1. Field of the Invention
The invention relates to methods and arrangements for distinguishing between target areas and non-target areas during a laser surgical procedure, by coating or otherwise providing the non-target areas with a phosphorescent material or phosphor.
The target areas may be any tissue or object at which the laser is directed. The non-target areas to which the phosphors are applied may include, but are not limited to, any portion of a scope or laser delivery apparatus, including a laser sheath, buffer material of the fiber, endoscope working channel, and cardiac or urological stents, as well as tissues in the vicinity the target.
The phosphors applied to or providing in the non-target areas include any materials that, when exposed to a particular wavelength, emit light at a different wavelength. In one embodiment, the phosphors may be rare-earth nanophosphors that up-convert IR wavelengths to visible or near visible wavelengths, and therefore provide a detectable indication of overheating in the area of the target.

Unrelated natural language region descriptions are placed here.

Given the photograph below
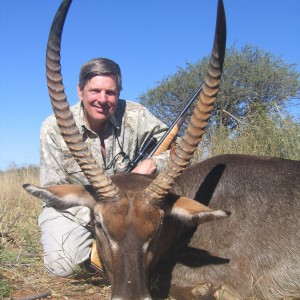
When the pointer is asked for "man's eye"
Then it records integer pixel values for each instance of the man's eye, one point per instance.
(111, 93)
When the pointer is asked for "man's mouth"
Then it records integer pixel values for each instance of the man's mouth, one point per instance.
(101, 108)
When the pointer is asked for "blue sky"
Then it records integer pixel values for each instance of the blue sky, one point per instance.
(149, 39)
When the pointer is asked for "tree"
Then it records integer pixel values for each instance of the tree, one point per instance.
(253, 80)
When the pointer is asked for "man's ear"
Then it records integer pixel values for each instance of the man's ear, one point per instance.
(79, 93)
(63, 196)
(192, 212)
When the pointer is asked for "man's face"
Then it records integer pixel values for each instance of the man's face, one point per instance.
(99, 97)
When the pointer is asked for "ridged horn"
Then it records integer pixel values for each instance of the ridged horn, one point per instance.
(102, 184)
(156, 191)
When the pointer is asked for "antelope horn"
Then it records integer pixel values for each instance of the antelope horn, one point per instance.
(102, 184)
(155, 192)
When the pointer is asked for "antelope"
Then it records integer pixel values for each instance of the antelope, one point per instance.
(227, 226)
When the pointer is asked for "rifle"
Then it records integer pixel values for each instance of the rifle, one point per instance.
(157, 148)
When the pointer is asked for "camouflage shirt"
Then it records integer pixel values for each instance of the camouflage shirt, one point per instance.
(124, 133)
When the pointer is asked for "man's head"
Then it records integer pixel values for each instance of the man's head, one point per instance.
(99, 67)
(99, 87)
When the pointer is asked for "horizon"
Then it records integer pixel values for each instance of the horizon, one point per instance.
(149, 40)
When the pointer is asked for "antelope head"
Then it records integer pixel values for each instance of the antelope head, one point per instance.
(130, 209)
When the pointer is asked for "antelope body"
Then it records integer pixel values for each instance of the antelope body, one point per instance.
(147, 226)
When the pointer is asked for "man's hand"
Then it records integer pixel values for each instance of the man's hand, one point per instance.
(146, 166)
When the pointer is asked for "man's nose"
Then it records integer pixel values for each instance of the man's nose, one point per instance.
(102, 96)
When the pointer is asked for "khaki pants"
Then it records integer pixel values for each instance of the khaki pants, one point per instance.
(66, 238)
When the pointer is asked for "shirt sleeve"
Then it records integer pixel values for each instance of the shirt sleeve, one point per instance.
(51, 158)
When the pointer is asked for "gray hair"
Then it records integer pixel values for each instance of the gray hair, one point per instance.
(99, 67)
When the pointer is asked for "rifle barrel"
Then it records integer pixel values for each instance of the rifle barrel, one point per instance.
(181, 114)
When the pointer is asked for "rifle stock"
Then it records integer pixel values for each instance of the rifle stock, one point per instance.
(166, 140)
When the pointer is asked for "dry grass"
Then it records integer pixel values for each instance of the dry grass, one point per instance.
(21, 262)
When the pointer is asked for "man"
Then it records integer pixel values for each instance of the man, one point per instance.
(114, 129)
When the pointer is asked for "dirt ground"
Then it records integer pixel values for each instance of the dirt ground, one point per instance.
(28, 284)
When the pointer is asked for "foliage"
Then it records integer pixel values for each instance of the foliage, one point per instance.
(261, 134)
(252, 80)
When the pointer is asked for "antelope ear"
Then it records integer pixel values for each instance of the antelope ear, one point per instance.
(194, 213)
(63, 196)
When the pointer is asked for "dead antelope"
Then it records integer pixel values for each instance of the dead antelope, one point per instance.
(147, 228)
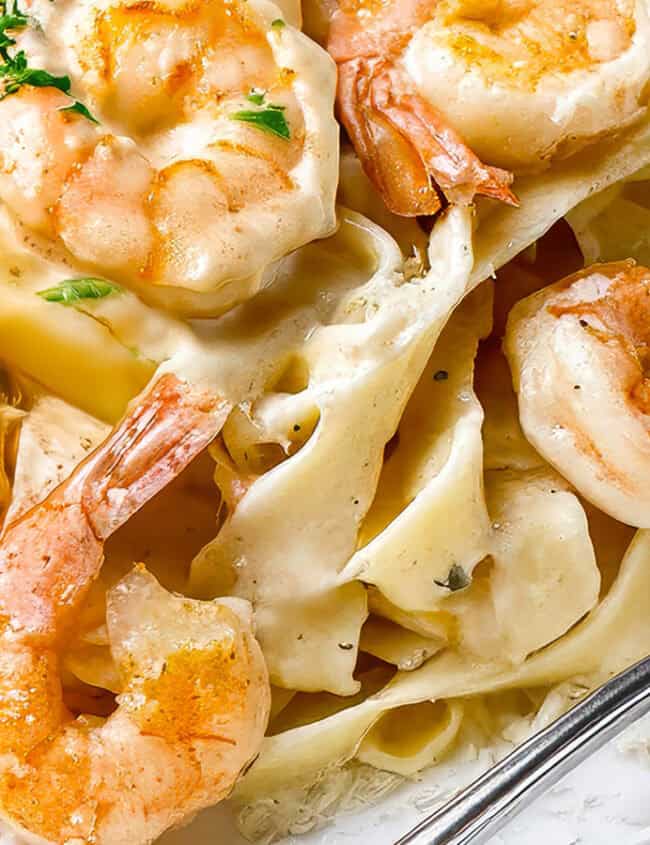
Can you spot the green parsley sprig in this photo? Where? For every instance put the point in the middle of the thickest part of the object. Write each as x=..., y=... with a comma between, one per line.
x=71, y=291
x=269, y=117
x=15, y=70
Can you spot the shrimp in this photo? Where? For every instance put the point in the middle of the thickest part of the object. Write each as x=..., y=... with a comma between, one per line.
x=579, y=351
x=194, y=698
x=202, y=146
x=429, y=89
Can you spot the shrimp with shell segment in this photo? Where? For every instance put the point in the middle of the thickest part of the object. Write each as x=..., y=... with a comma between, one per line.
x=407, y=147
x=214, y=154
x=579, y=351
x=195, y=696
x=431, y=89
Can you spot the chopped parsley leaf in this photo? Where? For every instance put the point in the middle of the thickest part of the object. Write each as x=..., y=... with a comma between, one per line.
x=269, y=119
x=73, y=290
x=256, y=96
x=16, y=73
x=457, y=579
x=79, y=108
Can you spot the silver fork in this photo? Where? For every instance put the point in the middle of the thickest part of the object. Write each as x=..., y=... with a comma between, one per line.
x=482, y=809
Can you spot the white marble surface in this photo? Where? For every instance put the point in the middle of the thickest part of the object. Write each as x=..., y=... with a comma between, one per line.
x=606, y=801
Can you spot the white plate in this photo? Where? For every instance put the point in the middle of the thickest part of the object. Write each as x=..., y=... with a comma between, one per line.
x=606, y=801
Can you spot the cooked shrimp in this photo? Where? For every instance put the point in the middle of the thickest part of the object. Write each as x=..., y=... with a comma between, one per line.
x=430, y=88
x=579, y=352
x=195, y=694
x=214, y=155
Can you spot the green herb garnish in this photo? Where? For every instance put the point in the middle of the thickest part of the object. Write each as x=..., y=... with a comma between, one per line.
x=73, y=290
x=269, y=119
x=79, y=108
x=15, y=71
x=256, y=96
x=457, y=579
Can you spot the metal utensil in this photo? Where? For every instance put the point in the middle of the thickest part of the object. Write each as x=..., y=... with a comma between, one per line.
x=487, y=805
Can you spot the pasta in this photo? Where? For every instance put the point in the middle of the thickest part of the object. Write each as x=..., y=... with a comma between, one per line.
x=355, y=450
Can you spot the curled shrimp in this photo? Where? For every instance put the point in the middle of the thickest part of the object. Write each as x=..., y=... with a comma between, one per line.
x=430, y=89
x=200, y=148
x=579, y=352
x=195, y=697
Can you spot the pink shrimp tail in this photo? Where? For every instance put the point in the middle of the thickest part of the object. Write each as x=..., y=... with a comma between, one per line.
x=51, y=554
x=407, y=147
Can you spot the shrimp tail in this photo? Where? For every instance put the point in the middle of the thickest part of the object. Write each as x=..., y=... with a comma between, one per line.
x=150, y=447
x=167, y=427
x=407, y=147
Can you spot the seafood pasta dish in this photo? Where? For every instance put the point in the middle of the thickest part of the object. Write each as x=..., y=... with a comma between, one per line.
x=324, y=396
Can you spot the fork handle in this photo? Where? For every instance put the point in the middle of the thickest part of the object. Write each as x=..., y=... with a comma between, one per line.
x=487, y=804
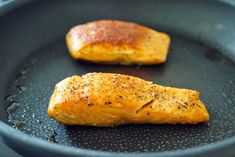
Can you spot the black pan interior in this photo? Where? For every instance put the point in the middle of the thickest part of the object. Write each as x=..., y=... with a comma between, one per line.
x=190, y=64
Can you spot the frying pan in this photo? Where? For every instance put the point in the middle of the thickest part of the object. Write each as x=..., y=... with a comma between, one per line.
x=33, y=58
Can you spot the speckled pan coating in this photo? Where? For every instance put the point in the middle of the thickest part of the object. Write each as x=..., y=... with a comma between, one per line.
x=33, y=57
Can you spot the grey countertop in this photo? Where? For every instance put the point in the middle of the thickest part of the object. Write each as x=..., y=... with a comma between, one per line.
x=5, y=150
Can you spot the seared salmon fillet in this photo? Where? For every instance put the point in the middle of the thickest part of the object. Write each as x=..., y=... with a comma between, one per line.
x=108, y=41
x=105, y=99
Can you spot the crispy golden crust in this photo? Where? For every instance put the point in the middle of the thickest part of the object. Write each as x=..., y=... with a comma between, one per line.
x=117, y=42
x=115, y=32
x=103, y=99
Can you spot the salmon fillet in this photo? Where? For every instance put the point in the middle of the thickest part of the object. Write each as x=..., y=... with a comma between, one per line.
x=120, y=42
x=105, y=99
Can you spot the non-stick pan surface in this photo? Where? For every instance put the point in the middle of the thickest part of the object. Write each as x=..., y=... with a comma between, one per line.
x=33, y=58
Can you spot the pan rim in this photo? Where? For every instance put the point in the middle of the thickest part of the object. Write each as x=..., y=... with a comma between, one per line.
x=9, y=132
x=21, y=137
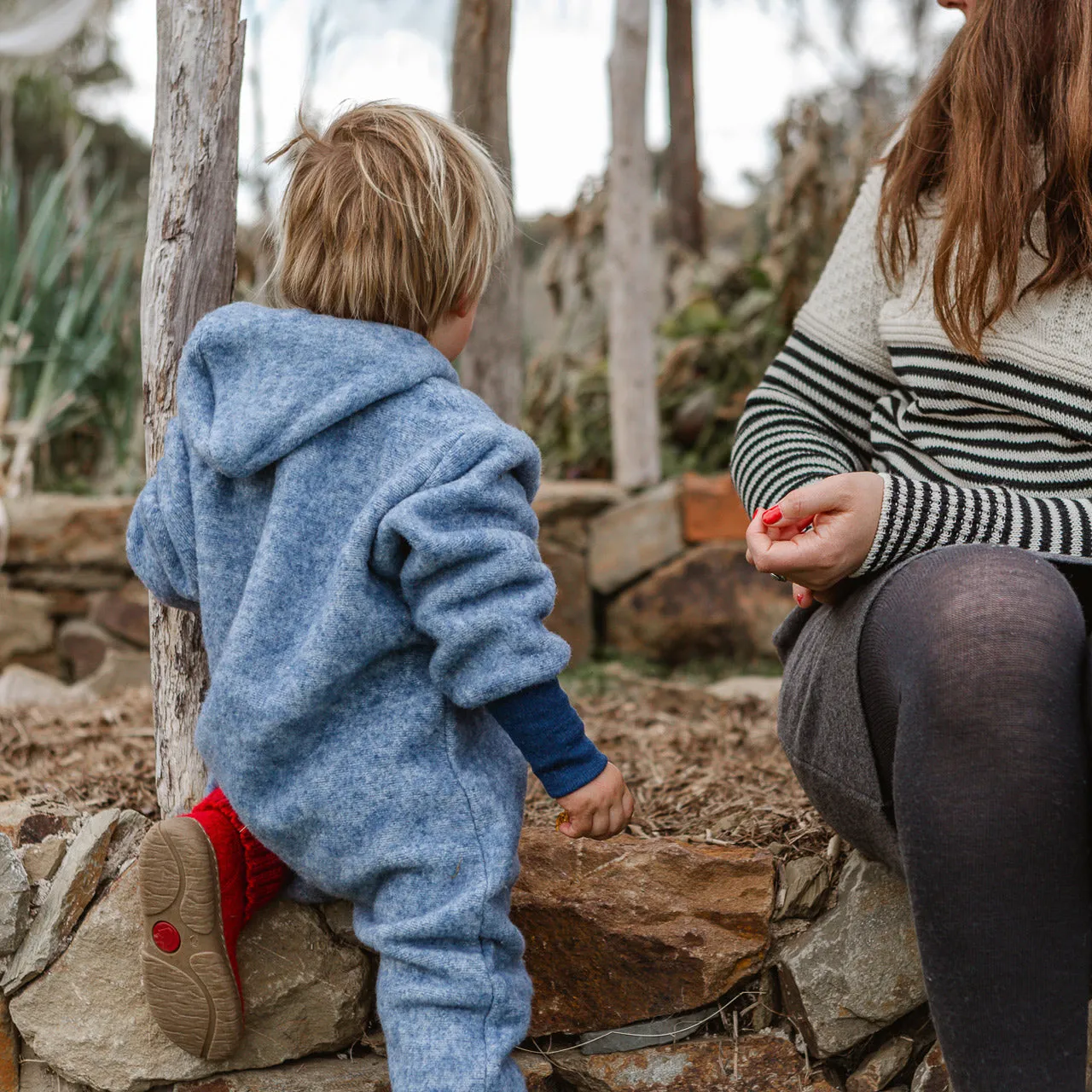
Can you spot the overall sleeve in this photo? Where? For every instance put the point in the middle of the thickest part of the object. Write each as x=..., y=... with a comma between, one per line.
x=476, y=585
x=810, y=417
x=160, y=537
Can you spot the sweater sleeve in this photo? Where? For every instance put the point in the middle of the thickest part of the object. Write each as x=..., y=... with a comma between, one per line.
x=920, y=514
x=810, y=417
x=160, y=542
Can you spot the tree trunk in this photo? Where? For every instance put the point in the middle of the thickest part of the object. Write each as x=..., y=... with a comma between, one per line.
x=491, y=363
x=635, y=415
x=683, y=177
x=189, y=270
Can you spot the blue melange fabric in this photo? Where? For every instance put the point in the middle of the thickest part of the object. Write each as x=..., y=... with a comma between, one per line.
x=358, y=534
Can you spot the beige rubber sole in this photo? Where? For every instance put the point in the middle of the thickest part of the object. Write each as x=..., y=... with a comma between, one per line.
x=190, y=990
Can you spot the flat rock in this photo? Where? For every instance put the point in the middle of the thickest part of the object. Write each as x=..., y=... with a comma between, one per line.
x=712, y=510
x=877, y=1071
x=86, y=1016
x=9, y=1053
x=15, y=899
x=35, y=1076
x=717, y=1064
x=537, y=1072
x=706, y=603
x=803, y=888
x=35, y=818
x=557, y=500
x=932, y=1073
x=747, y=688
x=70, y=892
x=572, y=619
x=84, y=646
x=857, y=970
x=24, y=686
x=367, y=1073
x=631, y=538
x=624, y=931
x=339, y=916
x=120, y=671
x=78, y=579
x=125, y=845
x=51, y=529
x=648, y=1033
x=42, y=860
x=26, y=624
x=124, y=613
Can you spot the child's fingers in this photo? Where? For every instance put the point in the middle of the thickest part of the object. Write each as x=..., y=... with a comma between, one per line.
x=578, y=826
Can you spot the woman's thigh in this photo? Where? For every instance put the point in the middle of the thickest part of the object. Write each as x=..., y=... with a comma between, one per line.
x=944, y=611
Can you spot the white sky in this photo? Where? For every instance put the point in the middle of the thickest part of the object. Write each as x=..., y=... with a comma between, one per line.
x=745, y=73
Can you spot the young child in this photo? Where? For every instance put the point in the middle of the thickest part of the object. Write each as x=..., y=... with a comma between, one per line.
x=356, y=531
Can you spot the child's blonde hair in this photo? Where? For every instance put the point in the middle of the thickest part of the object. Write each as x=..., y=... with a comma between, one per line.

However, the invention is not limited to up-conversion of IR wavelengths, or to emissions in the visible or near visible wavelengths, but also may include materials that down-convert higher wavelengths to visible or near visible, and to phosphors that emit IR or UV rather than visible or near-visible radiation. The phosphors may also be used for monitoring purposes other than overheating detection. For example, phosphors may be included in the fiber itself, and in particular the cladding and/or buffer, to be used as an indicator of excess energy absorption in the cladding or buffer. Furthermore, multiple different types of phosphors may be provided in a particular application to carry out different monitoring functions.
The phosphor emissions may be monitored in a variety ways, including automated wavelength or frequency detection, as well as observation of visible wavelengths by an operator or clinician. In addition, analysis techniques may include frequency domain (Fourier) analysis and other complex signal analyzing techniques.
2. Description of Related Art
Copending U.S. patent application Ser. No. 13/127,911 (PCT Pub. WO 2010/053575) describes feedback systems described therein are used in connection with sacrificial elements or coatings that absorb selected wavelengths of radiation emitted during a surgical procedure, and that in response heat up or emits radiation in a way that can more easily and reliably be detected by the treatment site monitoring arrangement. The present invention is based on similar principles, but the phosphors of the present invention are not intended to be sacrificed, but rather are detected based solely on frequency conversion or fluorescence signature.
Copending U.S. patent application Ser. No. 13/070,247 (U.S. Pub. 2011/0238048) is also of interest since it discloses distinguishing radiation emitted as a result of fiber breakdown from radiation reflective of a normal surgical procedure based on radiation event counts. The present application provides an alternative and more versatile way of distinguishing between events, although it can also be combined with the count procedure of the copending application.
In addition to disclosure of various techniques and arrangements for distinguishing between target and non-target emissions at a treatment site, the inventor has proposed a variety of treatment-monitoring feedback systems that can detect the wavelength, amplitude, or timing of radiation that originate at the surgical site, including feedback systems capable of analyzing the frequency spectrum of emissions. Examples of feedback systems that can be used with the method and apparatus of the invention are described in copending U.S. patent application Ser. Nos. 11/714,785 (U.S. Pub. 2007/0167937), 12/073,922 (U.S. Pub. 2009-0149845), 13/070,247, and 13/127,911 (PCT Pub. WO 2010/053575), each of which is incorporated by reference herein.